Educational Technology
Specialist

Nazareth College
2016

       My name is Jacqueline Nielsen, and I have been passionate about technology education as a means of closing the gap between genders in STEM since I was in ninth grade. In 2003 I was a struggling freshman at Penfield High School. This was my first year in a public school, and my first experience in a school that had more students per grade than I could possibly get to know. My grades were low, my self-confidence was abysmal, and I felt that I had no particular talent for anything. In January of that year, I was invited by one of my few friends, to come to a robotics meeting with the promise of free pizza. That single meeting turned out to be a turning point in my life. From that day forward I was hooked, my grades improved, my confidence rose, and I discovered that I did have a talent, a talent to encourage others to see their own potential through the use of STEM.
       As the years went by my passion for inspiring others only grew, as a junior I started and mentored two FIRST (For the Inspiration and Recognition of Science and Technology) Lego League teams at school 41. My senior year I was team captain of the Penfield robotics team, and I also began a program called Project Girl Wrench that was geared towards introducing local female teenagers to the beauty of engineering.
       From high school I went to Monroe Community College where I earned an Associate of Science with Distinction in Liberal Arts while working full time in a childcare setting. I then transferred to Saint John Fisher College where I graduated top of my class with a Bachelors of Science in Childhood and Special Education with the Early Education extension. In 2014 I began pursuing a Master's degree, and in 2016 I graduated from the Educational Technology Specialist program at Nazareth College.

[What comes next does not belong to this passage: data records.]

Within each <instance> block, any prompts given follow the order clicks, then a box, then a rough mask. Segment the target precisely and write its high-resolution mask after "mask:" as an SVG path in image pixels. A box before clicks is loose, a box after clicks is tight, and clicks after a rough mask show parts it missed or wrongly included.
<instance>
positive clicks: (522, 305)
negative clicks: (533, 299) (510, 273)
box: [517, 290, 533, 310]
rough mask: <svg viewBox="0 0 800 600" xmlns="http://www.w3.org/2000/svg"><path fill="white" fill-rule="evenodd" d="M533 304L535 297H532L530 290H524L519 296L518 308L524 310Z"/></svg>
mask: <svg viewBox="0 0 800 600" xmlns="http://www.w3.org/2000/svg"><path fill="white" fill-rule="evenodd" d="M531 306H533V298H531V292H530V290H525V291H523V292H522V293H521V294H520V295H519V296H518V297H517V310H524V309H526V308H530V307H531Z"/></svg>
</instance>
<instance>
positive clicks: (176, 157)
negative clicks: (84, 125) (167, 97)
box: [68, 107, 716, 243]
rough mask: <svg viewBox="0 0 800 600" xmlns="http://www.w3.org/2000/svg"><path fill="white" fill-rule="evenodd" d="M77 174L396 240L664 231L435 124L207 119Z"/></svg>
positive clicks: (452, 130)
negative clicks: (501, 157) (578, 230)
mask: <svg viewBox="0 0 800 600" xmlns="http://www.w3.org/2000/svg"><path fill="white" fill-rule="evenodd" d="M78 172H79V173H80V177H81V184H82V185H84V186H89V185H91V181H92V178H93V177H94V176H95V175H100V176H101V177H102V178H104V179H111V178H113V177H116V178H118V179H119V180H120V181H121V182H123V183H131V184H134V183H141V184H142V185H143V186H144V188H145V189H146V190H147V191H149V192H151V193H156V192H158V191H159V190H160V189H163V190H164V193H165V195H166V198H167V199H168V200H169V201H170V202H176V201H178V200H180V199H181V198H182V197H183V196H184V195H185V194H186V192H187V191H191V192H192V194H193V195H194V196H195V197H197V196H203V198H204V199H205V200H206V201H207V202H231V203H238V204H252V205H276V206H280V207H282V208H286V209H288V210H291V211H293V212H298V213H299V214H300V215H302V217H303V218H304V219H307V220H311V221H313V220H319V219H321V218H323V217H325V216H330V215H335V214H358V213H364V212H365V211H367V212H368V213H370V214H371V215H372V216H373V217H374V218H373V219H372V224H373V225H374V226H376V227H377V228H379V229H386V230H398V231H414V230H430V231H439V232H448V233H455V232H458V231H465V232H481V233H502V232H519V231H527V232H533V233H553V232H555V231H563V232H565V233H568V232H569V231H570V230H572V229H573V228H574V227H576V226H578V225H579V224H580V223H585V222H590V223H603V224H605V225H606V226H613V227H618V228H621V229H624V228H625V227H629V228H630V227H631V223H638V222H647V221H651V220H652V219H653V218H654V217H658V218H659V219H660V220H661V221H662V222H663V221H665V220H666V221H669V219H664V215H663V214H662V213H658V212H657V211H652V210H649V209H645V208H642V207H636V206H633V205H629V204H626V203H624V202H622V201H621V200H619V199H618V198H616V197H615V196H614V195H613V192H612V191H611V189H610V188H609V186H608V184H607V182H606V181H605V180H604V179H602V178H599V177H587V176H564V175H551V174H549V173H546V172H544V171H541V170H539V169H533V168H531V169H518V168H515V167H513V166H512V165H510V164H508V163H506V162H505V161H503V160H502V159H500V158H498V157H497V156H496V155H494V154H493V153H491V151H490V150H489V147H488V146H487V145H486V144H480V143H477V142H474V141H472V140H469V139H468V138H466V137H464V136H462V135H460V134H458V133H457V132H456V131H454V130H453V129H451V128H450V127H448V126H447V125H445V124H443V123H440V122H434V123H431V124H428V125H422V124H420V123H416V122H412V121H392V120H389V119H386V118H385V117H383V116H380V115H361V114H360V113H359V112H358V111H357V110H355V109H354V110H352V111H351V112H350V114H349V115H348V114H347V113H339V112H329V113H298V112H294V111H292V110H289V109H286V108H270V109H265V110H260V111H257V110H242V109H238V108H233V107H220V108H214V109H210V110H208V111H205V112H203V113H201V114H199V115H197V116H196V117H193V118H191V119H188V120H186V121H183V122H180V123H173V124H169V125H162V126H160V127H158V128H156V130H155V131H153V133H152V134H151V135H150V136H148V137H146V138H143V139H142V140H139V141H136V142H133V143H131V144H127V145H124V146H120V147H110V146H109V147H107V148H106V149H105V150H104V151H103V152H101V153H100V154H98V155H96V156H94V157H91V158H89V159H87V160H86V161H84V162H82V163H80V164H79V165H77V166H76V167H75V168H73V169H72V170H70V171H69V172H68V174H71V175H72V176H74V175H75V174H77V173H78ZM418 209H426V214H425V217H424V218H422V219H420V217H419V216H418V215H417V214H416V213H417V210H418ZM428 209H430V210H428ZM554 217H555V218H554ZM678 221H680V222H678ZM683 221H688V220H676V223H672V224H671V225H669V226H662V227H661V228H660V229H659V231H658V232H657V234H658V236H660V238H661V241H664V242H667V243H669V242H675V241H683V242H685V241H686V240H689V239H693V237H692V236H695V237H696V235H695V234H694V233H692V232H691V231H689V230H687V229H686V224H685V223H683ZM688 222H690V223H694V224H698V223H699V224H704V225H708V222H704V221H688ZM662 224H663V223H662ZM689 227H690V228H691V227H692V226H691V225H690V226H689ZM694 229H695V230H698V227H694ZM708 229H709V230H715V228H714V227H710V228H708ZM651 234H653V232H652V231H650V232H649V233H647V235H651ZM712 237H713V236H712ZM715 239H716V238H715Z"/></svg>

       In the Fall of 2015 I was thrilled to be offered the opportunity to teach at Our Lady of Mercy School for Young women and to pilot a new STEM program in the sixth grade. Every day I am able to live my dream, by inspiring young women to see their own potential through the STEM program here at Mercy and by mentoring Mercy’s FIRST Lego League team, FIRST Robotics team, and by serving as an advisor to staff as a Mercy Tech Mentor.